Quel commentaire éclairant
Merci!
Souhaitons que Philippe Couillard sorte son scalpel plutôt que sa machette

Bonsoir,la dette du Quebec est de plus de 200 milliards car la devaluation de nos infrastructures est de 20 milliards et pour la decontamination des sols du secteur minier et des sous sols est de beaucoup de $$$$$$$$$ de dollars sur une periode de 85 ans.Il faut mettre l’entretient et le developpement de nos infrastructures dans la dette,ef aussi les importations VS les exportations qui donnent moins 35 milliards.
Les bugets depuis 1976 ont toujours ete fait en « PREVISION » de du PIB et de la hausse et de la baisse du dollar canadien.
Les budgets depuis 1976 aurait du etre fait en » FONCTION » de du PIB et de la hausse et de la baisse du dollar canadien.

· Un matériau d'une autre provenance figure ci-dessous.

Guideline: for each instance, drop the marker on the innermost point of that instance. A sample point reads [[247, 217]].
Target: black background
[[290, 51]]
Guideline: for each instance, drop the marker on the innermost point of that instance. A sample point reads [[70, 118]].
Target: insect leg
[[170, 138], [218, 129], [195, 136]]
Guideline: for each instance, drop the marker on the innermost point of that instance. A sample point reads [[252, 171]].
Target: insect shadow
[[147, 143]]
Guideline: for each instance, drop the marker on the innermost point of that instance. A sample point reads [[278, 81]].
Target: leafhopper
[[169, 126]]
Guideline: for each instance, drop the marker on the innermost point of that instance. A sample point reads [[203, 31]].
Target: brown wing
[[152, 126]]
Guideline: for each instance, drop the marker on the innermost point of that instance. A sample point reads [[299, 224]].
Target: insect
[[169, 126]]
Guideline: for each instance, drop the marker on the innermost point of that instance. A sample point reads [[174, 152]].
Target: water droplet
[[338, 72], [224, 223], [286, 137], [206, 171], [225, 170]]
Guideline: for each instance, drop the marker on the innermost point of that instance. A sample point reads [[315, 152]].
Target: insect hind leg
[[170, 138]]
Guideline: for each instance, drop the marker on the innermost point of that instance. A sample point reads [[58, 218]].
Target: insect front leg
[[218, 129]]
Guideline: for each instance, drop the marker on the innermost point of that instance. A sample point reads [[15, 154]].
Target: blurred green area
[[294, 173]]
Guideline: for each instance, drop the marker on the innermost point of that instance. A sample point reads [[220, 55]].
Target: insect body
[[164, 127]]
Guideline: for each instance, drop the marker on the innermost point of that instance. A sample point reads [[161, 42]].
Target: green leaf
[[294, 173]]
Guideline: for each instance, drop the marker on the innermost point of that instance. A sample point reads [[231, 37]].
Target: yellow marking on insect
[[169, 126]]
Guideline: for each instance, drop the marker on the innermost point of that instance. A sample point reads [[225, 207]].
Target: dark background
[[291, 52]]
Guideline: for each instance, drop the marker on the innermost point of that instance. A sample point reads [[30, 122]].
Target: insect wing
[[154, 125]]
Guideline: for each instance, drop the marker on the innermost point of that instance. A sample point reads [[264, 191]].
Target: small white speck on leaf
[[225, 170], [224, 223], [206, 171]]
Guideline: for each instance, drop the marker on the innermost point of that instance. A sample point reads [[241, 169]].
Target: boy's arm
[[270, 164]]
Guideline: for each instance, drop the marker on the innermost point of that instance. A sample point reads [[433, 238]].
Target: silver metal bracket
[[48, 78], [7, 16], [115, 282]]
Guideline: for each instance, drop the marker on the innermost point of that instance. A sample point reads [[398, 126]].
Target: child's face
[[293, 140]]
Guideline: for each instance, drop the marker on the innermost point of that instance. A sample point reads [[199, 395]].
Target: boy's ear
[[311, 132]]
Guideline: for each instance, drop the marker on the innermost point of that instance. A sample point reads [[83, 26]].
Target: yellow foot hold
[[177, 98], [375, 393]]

Pourquoi ? bien quand la prevision n’est pas au rendez-vous depuis 1976 bien les depenses sont en fonction des previsions voila pourquoi la dette a ete en croissance depuis 1976 pour se rendre en 2014 avec une dette de plus de 200 milliards voila le bilan et le passe me donne raison.

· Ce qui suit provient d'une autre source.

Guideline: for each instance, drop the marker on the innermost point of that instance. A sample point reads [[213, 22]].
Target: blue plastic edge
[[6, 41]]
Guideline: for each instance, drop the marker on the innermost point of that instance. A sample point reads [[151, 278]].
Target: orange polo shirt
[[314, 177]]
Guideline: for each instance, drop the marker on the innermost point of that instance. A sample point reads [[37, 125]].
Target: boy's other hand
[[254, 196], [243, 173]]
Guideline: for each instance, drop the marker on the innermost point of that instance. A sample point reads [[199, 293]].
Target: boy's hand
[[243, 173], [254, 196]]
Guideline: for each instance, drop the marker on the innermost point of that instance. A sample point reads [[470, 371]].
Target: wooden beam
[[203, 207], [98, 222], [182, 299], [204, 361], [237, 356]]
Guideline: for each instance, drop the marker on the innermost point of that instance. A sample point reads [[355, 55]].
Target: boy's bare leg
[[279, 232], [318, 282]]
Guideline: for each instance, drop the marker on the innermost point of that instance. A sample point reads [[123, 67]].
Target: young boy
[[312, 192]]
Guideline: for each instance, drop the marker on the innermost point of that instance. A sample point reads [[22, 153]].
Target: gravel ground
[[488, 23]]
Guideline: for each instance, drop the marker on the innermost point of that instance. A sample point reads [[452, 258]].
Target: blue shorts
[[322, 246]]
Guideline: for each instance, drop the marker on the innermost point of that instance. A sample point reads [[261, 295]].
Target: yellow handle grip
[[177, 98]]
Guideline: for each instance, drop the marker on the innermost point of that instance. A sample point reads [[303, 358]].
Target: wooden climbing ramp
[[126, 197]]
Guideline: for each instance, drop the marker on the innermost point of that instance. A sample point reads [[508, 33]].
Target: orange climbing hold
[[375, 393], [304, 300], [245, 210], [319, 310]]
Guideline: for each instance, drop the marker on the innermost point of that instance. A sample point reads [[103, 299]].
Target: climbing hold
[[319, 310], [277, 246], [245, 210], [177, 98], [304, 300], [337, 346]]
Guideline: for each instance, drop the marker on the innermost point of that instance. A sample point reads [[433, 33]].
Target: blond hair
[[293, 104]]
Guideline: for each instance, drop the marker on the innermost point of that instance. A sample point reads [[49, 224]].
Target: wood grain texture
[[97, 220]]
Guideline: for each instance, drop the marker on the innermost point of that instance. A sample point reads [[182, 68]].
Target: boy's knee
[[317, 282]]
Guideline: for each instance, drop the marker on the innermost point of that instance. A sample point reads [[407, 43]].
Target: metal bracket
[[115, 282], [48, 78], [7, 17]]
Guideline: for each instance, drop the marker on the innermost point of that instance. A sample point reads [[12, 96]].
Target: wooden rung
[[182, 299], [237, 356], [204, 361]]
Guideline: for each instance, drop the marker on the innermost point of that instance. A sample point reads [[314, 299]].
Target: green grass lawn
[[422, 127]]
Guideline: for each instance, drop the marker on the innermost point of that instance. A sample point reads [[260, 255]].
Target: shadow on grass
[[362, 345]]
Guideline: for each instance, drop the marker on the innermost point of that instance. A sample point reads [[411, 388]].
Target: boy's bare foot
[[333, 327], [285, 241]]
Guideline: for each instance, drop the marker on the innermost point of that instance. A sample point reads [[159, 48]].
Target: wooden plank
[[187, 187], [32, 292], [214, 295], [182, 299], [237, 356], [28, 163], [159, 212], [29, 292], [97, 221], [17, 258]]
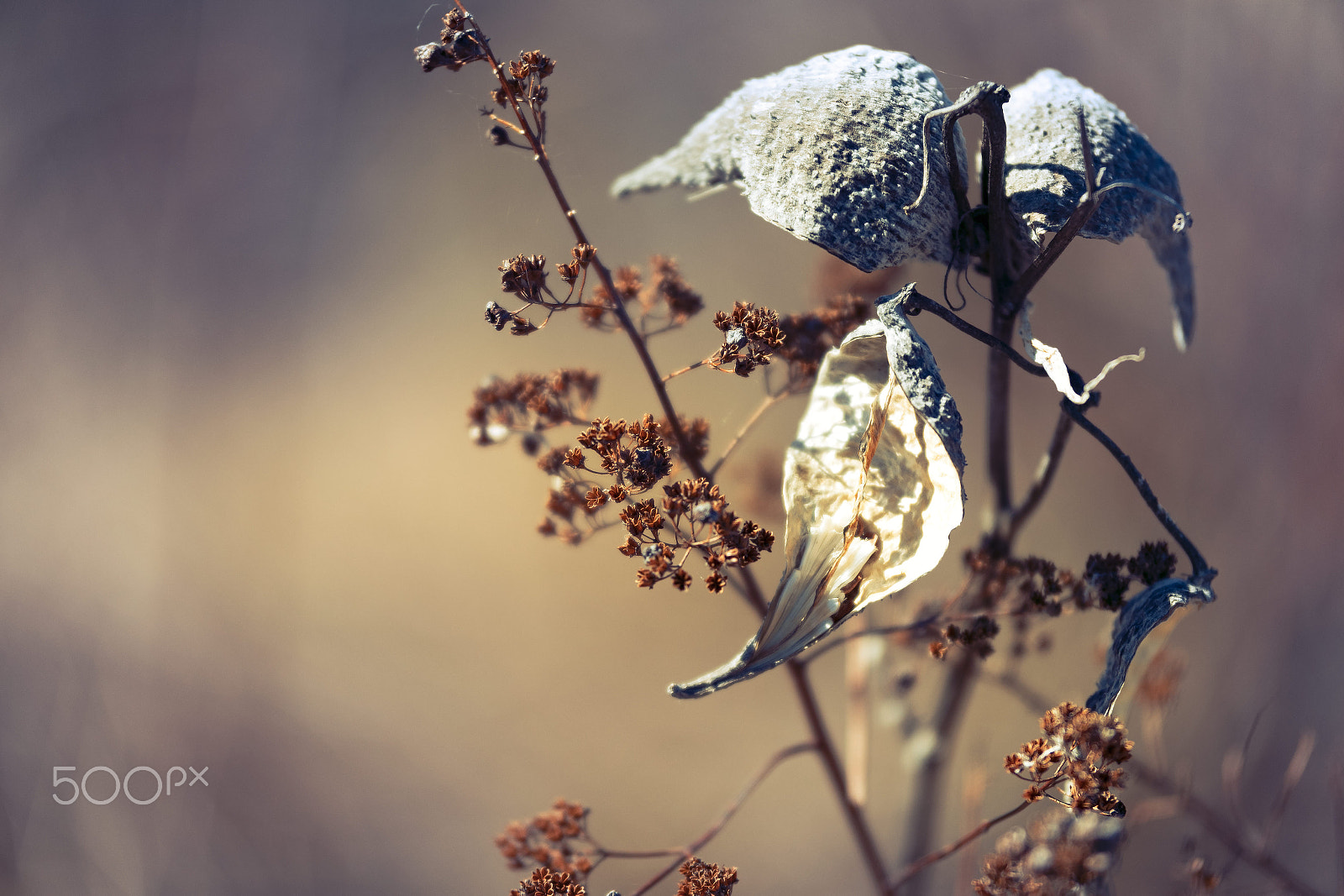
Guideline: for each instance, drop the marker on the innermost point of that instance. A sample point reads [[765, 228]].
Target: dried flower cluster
[[706, 879], [528, 405], [524, 275], [460, 43], [1106, 578], [1062, 856], [523, 85], [1079, 758], [546, 883], [554, 841], [665, 302], [696, 517], [750, 335]]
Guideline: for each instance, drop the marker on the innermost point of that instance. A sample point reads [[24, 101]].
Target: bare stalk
[[770, 401], [938, 855]]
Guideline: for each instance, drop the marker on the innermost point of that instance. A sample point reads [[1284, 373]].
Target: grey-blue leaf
[[1045, 177], [1137, 618], [831, 150]]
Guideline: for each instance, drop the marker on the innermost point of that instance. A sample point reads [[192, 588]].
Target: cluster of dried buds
[[810, 335], [632, 454], [1106, 577], [555, 841], [1079, 758], [750, 335], [524, 275], [706, 879], [528, 405], [459, 43], [665, 302], [546, 883], [696, 516], [1062, 855]]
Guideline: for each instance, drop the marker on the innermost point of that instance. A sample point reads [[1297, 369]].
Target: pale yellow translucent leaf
[[871, 490]]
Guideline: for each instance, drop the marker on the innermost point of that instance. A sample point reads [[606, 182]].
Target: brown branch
[[938, 855], [723, 820]]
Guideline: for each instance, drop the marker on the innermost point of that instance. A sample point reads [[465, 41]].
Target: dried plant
[[873, 484]]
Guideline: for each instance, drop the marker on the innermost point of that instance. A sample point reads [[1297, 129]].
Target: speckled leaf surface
[[831, 150], [1045, 177], [871, 490]]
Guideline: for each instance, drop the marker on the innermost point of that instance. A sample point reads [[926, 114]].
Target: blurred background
[[244, 255]]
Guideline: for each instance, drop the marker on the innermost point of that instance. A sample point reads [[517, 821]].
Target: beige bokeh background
[[244, 254]]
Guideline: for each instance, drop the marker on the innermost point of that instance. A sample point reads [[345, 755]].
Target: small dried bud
[[496, 316]]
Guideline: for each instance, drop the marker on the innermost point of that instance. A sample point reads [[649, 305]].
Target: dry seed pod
[[1045, 177], [1137, 618], [871, 490], [831, 150]]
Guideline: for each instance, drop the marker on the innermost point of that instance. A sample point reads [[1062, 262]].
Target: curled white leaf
[[1053, 360], [871, 490]]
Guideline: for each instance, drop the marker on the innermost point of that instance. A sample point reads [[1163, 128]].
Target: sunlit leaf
[[831, 150], [871, 490]]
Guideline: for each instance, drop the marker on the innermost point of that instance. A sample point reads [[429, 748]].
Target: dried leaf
[[1053, 360], [1045, 177], [871, 490], [831, 150]]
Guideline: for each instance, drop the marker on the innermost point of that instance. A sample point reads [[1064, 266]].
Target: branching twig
[[770, 401], [1200, 567], [723, 820]]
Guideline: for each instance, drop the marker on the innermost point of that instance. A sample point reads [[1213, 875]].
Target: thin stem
[[917, 302], [922, 815], [1214, 822], [835, 641], [998, 394], [1196, 560], [853, 815], [938, 855], [685, 369], [772, 763], [770, 401], [1048, 466]]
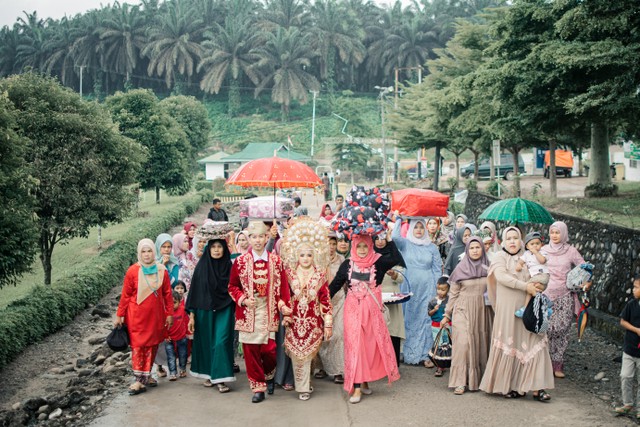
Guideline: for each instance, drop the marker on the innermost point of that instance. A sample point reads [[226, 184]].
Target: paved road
[[418, 399]]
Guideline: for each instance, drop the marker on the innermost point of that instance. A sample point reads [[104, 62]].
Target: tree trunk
[[476, 169], [436, 169], [46, 250], [553, 183], [516, 172], [599, 173]]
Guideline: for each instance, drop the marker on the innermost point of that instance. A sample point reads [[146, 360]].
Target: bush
[[492, 188], [601, 190], [46, 309]]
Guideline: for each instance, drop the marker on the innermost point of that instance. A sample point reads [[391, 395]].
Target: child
[[177, 339], [436, 310], [534, 259], [630, 320]]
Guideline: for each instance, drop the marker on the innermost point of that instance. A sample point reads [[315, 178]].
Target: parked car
[[564, 163], [505, 169]]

La solution est entre les mains de M.Daoust et de nous tous il faut augmentation de nos exportations pour venir en stabilisation avec nos importations pour avoir un PIB stable pour faire un budget en FONCTION de notre argent neuf pour les depenses,l’argent neuf voila la solution.

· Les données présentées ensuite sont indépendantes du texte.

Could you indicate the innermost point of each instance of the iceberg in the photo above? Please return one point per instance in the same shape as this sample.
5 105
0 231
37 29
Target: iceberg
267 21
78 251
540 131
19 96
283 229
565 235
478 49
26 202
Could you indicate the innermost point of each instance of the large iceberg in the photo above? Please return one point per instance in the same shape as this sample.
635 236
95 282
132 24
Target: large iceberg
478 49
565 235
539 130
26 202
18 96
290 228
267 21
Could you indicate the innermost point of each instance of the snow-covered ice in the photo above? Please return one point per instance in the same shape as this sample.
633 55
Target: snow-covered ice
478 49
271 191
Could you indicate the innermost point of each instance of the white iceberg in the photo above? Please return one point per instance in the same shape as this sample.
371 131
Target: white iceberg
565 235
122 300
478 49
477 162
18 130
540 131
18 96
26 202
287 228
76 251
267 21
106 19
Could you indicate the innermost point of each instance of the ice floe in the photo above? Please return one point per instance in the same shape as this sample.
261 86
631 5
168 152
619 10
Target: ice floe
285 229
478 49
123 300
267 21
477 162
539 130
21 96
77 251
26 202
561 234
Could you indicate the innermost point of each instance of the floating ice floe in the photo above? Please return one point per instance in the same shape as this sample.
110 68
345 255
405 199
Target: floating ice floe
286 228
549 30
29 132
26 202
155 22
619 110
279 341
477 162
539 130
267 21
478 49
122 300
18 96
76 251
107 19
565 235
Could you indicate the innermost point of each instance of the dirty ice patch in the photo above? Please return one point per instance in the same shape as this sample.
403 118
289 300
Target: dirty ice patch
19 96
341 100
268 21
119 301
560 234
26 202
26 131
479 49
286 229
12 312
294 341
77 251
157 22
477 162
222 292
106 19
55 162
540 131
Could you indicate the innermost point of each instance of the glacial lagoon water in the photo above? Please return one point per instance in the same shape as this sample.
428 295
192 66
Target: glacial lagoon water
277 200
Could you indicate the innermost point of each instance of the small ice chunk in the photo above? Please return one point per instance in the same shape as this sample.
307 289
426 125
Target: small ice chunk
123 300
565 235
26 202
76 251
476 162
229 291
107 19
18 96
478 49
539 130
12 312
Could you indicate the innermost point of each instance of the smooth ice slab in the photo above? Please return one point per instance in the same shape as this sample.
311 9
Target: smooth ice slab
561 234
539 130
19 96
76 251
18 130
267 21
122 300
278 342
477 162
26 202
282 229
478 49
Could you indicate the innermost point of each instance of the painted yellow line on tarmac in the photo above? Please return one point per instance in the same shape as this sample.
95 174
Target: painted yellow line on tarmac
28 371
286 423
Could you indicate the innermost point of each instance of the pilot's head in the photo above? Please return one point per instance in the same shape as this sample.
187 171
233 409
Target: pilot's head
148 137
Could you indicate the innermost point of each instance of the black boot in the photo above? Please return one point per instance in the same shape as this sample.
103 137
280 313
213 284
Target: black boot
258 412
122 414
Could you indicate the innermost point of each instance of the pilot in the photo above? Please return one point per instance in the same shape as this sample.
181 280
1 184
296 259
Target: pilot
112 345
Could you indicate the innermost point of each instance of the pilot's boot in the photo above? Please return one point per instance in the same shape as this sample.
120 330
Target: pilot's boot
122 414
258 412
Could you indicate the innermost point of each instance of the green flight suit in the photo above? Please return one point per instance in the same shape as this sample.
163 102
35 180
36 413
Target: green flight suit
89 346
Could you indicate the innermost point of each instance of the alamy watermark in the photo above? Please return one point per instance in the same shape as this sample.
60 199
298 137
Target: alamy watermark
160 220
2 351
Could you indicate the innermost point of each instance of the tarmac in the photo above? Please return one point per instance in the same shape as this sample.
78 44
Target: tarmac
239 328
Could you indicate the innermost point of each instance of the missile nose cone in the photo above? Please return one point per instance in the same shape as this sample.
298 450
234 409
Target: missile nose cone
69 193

Dpuis 1976 la fructuration du dollar canadien est connu,le vieillissement de la population aussi ,la devaluation de nos infrastructures aussi puisse que ils ont ete comptabiliser ,les importations vs exportations pour le PIB aussi etait connu car depuis la crise du bois d’oeuvre et du papier bien le Quebec a toujours baisser pour ses exportations et avec un dollar canadien fort pendant plusieur annees etait une recette tres,tres,negative pour nos exportations,alors pour conclure temps et aussi longtemps que nos exportations ne serons pas stabilises bien il faut faire des budgets en FONCTION de notre argent neuf , le Quebec a besoin d’un grand menage au niveau de ses depense car si rien n’est fait bien ce sera l’exode de nos jeunes car si il reste que 40% d’argent sur leur cheque de paye bien exode est sur,voila pourquoi le Quebec a besoin d’un traitement « CHOCK » de quatre ans pour l’avenir de vous,de moi,de nous tous et surtout nos enfants et petits enfants et si il vous reste un seul petit doute bien regarder les budgets des annees du passer et vous aller comprendre et si vous avez pas compris bien ce sera l’exode des jeunes et des plus vieux aussi.
Alors bonne reflexion car il n’y a plus de place a erreur..

En supposant une croissance réelle de 1,5% par an et la même inflation de 2015 à 2030 que de 1995 à 2010, on arrive à un ratio de dette nette sur pib qui passe d’environ 50% à environ 67%.

Ok, pas merveilleux (et mes suppositions sont peut-être un peu à côté de la plaque, j’ai fait ça sur un coin de table), mais juste pour relativiser un peu. Un effort important est nécessaire, mais à voir ce simple graphique, le poids de la dette a l’air d’exploser.